SECRETARIA DA SAÚDE IMPLANTA SALA DE ESPERA NA UBS BRANDÃO JÚNIOR PARA PACIENTES NA MADRUGADA.

SALA DE ESPERA BRANDÃO JUNIOR

Sala de espera na Unidade Brandão Júnior

A partir da madrugada da próxima segunda-feira (27/03), os embarques de usuários do Sistema Único de Saúde (SUS), que necessitam de tratamento fora do município, deixarão de ter o ponto de partida no antigo Pronto Atendimento 24 Horas e passam a ter sua saída na Unidade Básica de Saúde do Brandão Júnior (na Rua Alcides Maya, 307). A informação é do secretário municipal da Saúde, Ricardo Lannes Coirolo (foto).
RICARDO COIROLOA partir de uma transferência do setor de Fisioterapia, a Secretaria da Saúde realocou novos espaços e implantou uma sala de espera para atendimento, no saguão da UBS, onde os pacientes que esperam pela saída do transporte até outros centros de referência, poderão aguardar com mais conforto e comodidade. “Pelo fluxo intenso que caracteriza essa UBS, resolvemos criar este espaço, que passará agora a servir os pacientes que tem de embarcar para outras cidades, que agora poderão aguardar a viagem com mais conforto e comodidade, sendo tratados com o respeito que merecem”, assinalou Coirolo.
O secretário da Saúde ressaltou ser este mais um passo em direção à humanização plena do atendimento em saúde. “O tratamento respeitoso ao usuário dos serviços de saúde é um compromisso prioritário do prefeito Rossano e da vice Karen, e é nesta direção que estão caminhando todos os esforços da Secretaria de Saúde”, assinalou.

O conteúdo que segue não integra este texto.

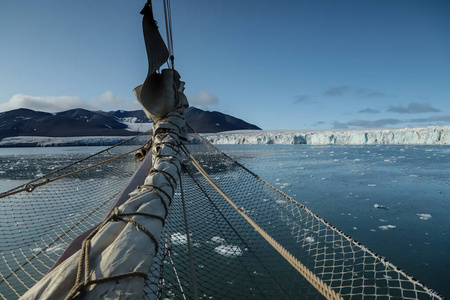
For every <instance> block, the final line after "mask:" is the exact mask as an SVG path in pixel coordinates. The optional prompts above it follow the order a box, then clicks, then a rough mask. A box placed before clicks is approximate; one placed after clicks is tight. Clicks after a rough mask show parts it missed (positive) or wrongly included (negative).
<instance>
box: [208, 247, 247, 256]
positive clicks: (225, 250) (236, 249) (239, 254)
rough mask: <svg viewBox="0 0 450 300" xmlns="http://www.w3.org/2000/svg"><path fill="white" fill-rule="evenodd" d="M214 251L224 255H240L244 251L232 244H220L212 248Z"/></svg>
mask: <svg viewBox="0 0 450 300" xmlns="http://www.w3.org/2000/svg"><path fill="white" fill-rule="evenodd" d="M214 251H216V252H217V253H219V254H220V255H223V256H226V257H236V256H241V255H242V253H244V252H243V251H242V250H241V248H239V247H238V246H233V245H220V246H217V247H216V248H214Z"/></svg>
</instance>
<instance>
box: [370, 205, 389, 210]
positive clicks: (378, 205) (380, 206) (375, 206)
mask: <svg viewBox="0 0 450 300" xmlns="http://www.w3.org/2000/svg"><path fill="white" fill-rule="evenodd" d="M373 207H375V208H379V209H389V207H387V206H384V205H380V204H374V205H373Z"/></svg>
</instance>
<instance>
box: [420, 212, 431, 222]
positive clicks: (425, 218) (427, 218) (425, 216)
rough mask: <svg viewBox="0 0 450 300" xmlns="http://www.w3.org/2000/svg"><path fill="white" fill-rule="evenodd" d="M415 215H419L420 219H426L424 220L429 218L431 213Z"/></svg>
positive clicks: (430, 215)
mask: <svg viewBox="0 0 450 300" xmlns="http://www.w3.org/2000/svg"><path fill="white" fill-rule="evenodd" d="M417 215H418V216H419V219H420V220H424V221H426V220H429V219H431V215H430V214H417Z"/></svg>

SECRETÁRIO QUER ZERAR FILA DE ESPERA POR EXAMES E FAZER O ESF FUNCIONAR, NA PRÁTICA, 100% EM SÃO GABRIEL.

UNIDADE BOM FIM

ATENDIMENTO HUMANIZADO: A nova Unidade Básica de Saúde, no Bairro Bom Fim, é um exemplo de proposta de qualidade no atendimento ao usuário do sistema. A UBS – a mais moderna de São Gabriel – depois inaugurada passou a atender os moradores do bairro e das localidades vizinhas e ainda recebe pessoas da zona rural. Todos elogiam.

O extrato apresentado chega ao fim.